Account director Joseph Yeo and his consultant wife, Ms Hing Ying Ling, are also flat-hunting. They now live with his parents in an executive flat in Jurong East, but want to have a home of their own. Private housing is not an option as the couple find the prices too high and their joint income exceeds the $8,000 ceiling set for new HDB flats.

‘Our budget for COV is $30,000 or less,’ says Mr Yeo, 35.

They have seen more than 20 flats this year, in areas such as Clementi, Jurong East, Delta and Cantonment.

He says there are flats in Jurong East that fit his budget, but ‘it is a real hassle to drive to work in town daily’.

They recently viewed a four-room, 75 sq m flat in Cantonment Close where the seller was asking for $50,000 COV. ‘But it was just too small for our liking,’ says Ms Hing.

One of the more expensive flats they saw was in Clementi, which came with a $100,000 premium. ‘That is way beyond our budget,’ says Mr Yeo, who does not think he is being too picky. ‘A flat is a long-term investment.’

Mr Roy Varghese, foundation adviser and director at Ipac Financial Planning Singapore, advises buyers to do their sums before coughing up any cash.
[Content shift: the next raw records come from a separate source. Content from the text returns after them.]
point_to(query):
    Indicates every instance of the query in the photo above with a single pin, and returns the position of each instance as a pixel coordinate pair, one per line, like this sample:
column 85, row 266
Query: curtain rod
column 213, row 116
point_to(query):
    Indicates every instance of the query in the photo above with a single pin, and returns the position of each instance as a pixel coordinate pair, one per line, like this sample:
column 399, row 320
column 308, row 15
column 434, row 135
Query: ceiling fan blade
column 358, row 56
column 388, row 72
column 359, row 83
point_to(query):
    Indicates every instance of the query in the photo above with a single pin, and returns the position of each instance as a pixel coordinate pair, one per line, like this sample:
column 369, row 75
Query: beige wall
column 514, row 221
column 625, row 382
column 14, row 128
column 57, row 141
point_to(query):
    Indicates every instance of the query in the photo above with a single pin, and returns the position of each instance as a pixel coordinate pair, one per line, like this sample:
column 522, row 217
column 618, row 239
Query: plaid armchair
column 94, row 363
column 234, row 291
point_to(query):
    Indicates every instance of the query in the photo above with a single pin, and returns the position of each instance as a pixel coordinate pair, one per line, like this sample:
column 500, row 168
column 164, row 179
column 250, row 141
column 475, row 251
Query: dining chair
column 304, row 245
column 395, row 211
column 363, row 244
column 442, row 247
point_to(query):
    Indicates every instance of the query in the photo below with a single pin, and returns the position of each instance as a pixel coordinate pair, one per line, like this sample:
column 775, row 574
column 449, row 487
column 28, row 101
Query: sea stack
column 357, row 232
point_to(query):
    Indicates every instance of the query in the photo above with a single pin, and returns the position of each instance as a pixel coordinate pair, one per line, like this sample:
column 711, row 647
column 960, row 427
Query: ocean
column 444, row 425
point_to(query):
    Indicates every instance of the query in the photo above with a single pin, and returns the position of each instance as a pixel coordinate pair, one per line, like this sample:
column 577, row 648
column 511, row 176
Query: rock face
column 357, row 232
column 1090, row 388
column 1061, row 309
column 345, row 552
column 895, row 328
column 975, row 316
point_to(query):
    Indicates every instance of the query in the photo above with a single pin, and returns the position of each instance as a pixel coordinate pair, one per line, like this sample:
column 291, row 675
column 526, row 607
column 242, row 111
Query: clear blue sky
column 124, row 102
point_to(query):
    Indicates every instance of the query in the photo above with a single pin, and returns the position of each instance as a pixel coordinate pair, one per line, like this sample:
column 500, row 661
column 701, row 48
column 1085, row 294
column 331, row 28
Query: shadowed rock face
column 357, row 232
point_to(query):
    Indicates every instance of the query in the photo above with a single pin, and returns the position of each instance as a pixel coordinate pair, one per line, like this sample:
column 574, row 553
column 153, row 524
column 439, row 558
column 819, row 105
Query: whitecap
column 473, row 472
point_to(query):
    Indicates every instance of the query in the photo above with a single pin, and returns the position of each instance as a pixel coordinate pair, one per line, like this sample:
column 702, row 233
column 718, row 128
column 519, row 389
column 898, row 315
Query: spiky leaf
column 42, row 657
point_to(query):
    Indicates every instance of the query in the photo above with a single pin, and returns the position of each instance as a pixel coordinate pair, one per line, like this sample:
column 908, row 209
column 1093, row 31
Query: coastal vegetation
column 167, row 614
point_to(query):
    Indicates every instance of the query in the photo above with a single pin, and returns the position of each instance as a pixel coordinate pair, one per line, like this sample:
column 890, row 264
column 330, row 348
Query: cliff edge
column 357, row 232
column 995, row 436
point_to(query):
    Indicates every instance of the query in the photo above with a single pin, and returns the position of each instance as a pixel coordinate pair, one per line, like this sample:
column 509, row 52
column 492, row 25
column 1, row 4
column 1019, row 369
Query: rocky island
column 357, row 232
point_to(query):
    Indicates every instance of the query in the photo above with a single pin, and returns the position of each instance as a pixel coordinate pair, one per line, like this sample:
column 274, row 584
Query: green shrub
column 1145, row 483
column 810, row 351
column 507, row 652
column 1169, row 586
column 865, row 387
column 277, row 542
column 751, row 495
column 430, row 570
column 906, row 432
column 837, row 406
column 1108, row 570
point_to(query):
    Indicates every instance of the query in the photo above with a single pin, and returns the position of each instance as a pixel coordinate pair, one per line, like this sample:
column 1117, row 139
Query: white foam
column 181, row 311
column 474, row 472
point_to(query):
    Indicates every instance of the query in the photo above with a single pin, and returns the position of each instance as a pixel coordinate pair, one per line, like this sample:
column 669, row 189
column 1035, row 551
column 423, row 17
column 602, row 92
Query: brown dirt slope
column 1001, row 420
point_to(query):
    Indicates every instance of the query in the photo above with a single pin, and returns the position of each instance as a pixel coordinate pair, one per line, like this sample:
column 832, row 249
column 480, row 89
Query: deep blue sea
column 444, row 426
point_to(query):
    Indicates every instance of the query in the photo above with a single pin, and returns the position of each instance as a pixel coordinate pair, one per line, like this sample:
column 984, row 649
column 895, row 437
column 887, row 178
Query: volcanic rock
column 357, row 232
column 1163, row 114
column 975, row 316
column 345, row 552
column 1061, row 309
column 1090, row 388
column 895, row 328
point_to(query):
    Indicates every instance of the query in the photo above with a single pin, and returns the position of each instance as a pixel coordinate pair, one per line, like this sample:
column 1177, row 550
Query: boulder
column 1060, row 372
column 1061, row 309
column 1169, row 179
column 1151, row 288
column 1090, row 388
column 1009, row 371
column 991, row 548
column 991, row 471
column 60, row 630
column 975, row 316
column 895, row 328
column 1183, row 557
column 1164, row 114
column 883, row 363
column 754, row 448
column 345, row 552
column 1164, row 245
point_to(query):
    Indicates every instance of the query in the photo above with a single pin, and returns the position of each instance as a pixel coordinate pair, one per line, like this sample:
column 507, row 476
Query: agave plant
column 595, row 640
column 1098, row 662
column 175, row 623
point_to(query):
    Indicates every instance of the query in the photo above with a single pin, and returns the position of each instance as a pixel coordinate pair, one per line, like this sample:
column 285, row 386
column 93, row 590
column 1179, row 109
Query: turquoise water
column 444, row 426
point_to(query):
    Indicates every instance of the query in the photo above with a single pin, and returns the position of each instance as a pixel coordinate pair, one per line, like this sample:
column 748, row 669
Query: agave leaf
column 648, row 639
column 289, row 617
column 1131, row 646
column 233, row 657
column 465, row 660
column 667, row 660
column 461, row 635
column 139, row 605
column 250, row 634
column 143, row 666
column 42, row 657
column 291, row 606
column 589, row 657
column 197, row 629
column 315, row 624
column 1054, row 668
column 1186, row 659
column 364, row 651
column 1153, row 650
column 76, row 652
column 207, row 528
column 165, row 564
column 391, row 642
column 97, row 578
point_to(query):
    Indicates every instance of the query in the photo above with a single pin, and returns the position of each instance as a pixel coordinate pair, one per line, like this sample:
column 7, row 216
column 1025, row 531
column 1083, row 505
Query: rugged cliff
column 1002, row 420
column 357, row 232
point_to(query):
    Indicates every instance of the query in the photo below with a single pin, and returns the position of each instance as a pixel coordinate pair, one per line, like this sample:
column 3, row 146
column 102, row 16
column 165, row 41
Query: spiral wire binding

He suggests dividing the premium over 10 years to see if they can afford it. ‘If not, buyers should be realistic and consider other flats that are cheaper but are in less central locations or are smaller in size, or even give up their cars, as a flat is a long-term asset,’ he says.

‘You must do your maths, and not depend on agents to tell you whether or not to buy.’